勇者に大切な人達を寝取られた結果、邪神が目覚めて人類が滅亡しました。

作者: レオナールD

本作にはホラー要素が含まれています。

苦手な方はお気を付けください。


 姉と妹、そして幼なじみが勇者の従者として選ばれた。

 正直、その時から嫌な予感はしていたのだ。






 僕が生まれたのはとある小さな国の片隅。人口百人ほどの名前もない村だった。

 僕には3つ年上の姉、3つ年下の妹がそれぞれいる。

 両親は僕が6歳の頃に流行病で命を落としたため、親しくしていた隣家のオジサンとオバサンに面倒を見てもらった。

 隣家には同い年の娘さんがいたため、実質4人姉弟のように育ったのだ。


「リュー君、お使いに行ってきてくれない?」


「うん、わかったよ。アリアンナ姉さん」


 姉――アリアンナは両親が亡くなってすぐにオバサンの手伝いを始めて、家事を学ぶようになった。

 当時、姉はまだ9歳。遊びたい盛りの年齢だったというのに、僕や妹の親代わりになるために『大人』として振る舞うようになったのだ。

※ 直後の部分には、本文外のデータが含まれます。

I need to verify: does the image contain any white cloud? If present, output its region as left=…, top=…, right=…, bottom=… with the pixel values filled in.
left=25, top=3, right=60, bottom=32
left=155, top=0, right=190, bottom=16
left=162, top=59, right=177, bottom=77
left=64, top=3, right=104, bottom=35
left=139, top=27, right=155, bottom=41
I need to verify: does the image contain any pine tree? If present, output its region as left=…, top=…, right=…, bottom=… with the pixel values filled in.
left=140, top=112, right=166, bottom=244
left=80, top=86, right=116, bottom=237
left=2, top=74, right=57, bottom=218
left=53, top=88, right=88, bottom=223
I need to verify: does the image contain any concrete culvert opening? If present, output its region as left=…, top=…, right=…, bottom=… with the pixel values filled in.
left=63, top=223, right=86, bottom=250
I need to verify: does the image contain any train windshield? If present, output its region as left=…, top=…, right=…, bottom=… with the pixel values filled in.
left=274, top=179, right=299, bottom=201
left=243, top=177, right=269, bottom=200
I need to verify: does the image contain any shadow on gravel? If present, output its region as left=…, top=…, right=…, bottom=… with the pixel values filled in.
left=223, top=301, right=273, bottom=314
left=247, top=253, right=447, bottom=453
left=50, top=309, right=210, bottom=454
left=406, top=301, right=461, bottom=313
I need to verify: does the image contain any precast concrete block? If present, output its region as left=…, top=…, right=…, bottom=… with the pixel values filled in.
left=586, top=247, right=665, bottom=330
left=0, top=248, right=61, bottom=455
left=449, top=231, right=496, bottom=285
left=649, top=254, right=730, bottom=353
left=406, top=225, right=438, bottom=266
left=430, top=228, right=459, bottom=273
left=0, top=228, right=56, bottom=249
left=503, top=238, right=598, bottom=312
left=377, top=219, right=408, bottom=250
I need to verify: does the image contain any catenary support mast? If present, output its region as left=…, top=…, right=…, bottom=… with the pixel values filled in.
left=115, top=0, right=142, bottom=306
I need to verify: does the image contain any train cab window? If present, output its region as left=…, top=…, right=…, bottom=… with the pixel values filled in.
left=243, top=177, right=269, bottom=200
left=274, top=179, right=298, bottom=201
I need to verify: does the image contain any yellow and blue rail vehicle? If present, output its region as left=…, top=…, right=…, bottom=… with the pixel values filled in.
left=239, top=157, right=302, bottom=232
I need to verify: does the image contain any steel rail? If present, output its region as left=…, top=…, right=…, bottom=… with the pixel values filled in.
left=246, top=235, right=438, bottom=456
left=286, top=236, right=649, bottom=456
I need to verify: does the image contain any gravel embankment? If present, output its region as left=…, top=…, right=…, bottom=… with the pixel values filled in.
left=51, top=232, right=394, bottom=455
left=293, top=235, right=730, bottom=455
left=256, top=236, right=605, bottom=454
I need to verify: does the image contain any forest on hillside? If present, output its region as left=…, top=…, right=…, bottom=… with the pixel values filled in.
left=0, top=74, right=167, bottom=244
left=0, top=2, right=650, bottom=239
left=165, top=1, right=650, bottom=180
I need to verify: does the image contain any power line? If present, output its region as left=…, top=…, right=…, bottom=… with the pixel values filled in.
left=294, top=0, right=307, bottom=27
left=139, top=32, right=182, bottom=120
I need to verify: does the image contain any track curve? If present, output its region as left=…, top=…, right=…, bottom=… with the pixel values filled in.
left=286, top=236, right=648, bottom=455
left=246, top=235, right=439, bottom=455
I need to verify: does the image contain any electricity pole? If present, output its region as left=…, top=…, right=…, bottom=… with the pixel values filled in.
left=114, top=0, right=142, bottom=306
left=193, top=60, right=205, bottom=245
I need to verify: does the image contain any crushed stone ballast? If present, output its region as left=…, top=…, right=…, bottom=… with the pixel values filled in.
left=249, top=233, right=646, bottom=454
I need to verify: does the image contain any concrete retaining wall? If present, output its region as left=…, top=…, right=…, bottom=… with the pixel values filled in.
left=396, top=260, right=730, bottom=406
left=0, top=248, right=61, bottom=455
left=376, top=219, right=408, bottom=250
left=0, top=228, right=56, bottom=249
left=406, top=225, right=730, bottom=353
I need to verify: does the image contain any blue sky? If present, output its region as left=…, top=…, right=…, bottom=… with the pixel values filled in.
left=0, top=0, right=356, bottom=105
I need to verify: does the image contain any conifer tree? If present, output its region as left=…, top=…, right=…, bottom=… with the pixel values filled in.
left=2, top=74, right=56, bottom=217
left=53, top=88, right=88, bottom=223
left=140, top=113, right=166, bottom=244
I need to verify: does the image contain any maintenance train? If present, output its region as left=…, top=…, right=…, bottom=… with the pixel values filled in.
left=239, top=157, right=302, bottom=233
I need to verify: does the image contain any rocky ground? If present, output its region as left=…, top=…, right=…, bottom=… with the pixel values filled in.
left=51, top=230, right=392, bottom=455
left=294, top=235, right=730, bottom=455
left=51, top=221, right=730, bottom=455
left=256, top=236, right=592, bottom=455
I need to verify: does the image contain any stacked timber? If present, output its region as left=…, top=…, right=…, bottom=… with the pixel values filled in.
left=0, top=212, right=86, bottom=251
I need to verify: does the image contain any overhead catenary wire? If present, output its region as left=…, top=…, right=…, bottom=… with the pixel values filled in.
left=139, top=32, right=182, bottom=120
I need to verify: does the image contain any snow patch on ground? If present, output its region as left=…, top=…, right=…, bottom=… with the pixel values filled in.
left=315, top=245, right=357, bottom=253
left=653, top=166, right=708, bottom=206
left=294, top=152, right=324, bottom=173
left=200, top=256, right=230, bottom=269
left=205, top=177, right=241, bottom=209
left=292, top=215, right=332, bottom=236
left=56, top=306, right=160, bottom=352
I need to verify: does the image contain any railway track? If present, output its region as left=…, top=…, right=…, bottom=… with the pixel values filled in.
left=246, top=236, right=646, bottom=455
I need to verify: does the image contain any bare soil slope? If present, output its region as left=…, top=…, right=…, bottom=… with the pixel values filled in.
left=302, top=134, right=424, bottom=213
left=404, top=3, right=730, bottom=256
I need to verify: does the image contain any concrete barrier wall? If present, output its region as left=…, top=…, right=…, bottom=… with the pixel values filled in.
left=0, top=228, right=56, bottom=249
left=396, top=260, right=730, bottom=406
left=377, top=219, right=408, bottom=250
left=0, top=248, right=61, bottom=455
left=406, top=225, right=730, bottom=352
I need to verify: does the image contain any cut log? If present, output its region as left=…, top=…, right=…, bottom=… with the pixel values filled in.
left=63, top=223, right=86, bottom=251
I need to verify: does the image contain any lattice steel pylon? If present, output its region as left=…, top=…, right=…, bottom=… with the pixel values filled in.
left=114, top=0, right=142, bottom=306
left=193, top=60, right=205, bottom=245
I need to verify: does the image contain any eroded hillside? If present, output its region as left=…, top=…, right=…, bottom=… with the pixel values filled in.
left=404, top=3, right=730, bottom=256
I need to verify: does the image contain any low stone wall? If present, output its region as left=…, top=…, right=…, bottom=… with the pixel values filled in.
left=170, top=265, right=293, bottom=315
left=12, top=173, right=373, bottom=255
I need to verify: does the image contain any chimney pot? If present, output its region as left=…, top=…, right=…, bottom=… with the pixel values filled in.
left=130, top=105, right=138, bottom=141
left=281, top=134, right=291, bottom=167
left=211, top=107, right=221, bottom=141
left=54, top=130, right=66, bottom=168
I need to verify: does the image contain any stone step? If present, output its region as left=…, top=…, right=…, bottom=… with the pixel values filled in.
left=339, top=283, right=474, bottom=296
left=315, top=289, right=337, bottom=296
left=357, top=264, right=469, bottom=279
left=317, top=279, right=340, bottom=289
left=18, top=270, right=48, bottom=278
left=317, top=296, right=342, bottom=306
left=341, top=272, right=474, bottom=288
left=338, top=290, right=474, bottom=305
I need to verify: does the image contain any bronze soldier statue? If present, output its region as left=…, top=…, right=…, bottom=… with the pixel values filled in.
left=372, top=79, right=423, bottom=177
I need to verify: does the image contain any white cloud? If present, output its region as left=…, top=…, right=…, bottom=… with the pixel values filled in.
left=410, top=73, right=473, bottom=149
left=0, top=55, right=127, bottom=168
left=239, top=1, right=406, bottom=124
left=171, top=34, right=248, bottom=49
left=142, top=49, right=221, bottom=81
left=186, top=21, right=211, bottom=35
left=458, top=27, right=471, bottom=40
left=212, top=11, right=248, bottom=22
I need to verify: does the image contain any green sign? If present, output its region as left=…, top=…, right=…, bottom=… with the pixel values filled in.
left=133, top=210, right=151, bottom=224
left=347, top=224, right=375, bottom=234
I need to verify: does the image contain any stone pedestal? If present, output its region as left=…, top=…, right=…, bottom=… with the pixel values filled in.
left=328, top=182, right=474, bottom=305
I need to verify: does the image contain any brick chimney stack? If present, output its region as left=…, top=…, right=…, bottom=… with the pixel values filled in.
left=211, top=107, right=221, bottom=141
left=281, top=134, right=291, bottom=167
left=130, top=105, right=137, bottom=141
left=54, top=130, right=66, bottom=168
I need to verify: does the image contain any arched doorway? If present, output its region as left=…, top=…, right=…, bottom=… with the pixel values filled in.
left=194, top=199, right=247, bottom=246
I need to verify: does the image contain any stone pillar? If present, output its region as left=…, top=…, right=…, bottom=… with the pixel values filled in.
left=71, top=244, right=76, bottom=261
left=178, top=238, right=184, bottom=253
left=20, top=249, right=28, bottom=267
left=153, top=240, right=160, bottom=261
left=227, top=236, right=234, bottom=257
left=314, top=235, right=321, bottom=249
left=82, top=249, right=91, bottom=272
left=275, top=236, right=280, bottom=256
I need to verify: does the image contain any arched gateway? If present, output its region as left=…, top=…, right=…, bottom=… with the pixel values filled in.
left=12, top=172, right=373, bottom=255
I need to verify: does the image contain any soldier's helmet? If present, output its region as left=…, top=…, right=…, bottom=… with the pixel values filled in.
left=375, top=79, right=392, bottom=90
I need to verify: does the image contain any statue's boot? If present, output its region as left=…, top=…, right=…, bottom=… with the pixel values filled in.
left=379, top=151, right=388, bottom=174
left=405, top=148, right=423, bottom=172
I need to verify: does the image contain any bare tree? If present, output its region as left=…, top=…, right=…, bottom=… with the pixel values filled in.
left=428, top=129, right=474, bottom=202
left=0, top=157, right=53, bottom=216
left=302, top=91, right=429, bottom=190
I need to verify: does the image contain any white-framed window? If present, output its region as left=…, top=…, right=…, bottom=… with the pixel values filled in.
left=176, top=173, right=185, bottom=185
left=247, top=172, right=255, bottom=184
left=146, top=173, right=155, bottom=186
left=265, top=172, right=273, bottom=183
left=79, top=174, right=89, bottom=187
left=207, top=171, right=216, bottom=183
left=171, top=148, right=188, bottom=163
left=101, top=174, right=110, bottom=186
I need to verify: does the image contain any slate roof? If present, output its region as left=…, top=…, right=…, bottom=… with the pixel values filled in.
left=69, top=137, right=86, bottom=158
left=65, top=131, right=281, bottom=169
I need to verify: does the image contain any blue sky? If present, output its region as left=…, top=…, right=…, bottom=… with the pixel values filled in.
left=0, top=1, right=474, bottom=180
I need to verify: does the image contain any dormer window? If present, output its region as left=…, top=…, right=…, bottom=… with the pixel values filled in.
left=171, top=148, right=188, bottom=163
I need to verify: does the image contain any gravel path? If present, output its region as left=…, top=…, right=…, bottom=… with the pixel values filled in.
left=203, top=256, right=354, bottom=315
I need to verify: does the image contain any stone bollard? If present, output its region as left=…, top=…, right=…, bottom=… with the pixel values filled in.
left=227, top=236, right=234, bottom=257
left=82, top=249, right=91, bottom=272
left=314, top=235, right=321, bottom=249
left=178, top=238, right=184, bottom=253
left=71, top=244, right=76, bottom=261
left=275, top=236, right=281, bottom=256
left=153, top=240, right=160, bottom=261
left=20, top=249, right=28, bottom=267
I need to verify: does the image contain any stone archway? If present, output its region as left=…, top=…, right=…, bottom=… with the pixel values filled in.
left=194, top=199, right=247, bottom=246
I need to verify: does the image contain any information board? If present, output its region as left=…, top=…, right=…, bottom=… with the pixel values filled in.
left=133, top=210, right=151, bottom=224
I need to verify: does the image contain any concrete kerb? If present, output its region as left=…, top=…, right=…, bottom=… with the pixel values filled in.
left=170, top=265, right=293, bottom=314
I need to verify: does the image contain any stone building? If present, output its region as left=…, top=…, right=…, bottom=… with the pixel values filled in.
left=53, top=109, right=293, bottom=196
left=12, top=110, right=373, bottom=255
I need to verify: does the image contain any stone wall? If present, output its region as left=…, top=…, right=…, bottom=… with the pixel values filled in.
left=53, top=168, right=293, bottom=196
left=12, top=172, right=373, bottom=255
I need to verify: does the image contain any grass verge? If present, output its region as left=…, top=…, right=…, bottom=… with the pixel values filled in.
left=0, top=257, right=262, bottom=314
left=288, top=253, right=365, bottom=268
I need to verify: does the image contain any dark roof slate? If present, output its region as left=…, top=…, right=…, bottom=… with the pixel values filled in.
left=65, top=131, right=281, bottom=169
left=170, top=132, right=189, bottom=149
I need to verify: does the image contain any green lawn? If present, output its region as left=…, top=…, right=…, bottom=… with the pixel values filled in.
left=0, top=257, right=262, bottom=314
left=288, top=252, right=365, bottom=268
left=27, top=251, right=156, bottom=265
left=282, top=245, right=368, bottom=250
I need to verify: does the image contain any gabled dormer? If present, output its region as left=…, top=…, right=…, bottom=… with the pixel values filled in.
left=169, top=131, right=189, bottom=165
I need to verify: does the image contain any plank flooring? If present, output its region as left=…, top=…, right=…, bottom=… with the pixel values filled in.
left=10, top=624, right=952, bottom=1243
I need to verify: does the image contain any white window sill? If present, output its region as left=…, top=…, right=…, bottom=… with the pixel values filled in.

 朝は早く起きて朝食の準備を始め、夜は遅くまで内職の裁縫をする……僕は姉の背中を見て育ったようなものである。

 姉にはどれだけ感謝しても足りない。

 姉を楽にするためにも、僕も早く大人にならないと……そんなふうにずっと思ってきた。


「リュー兄、怖い夢を見ちゃったの……」


「大丈夫だよ、イーナ。お兄ちゃんと一緒に寝よ?」


 早くに両親を亡くした妹――イーナは甘えん坊で、いつも僕の後ろをついてきた。

 姉が家事で忙しくしていたこともあり、妹の面倒をみるのが僕の仕事だった。


 朝は同時に目覚めて食事をとる。昼間はずっと僕の後ろを追いかけてきた。そして、夜になったら僕のベッドに潜り込んできて一緒に眠るのだ。


 一緒に過ごした時間は誰よりも長い。

 姉や両親よりも長く濃密な時間を共に過ごしてきた気がする。


「リュー! 畑仕事を手伝ってくれない? お父さんが人手が足りないって言ってるのよ!」


「ああ、わかったよ。ウェンディ、オジサンにすぐに行くって伝えておいてくれ」


 そして、幼なじみ――ウェンディの明るさにはいつも励まされた。

 姉妹と違って血は繋がっていなかったが、僕達の境遇について誰よりも案じてくれたのがウェンディである。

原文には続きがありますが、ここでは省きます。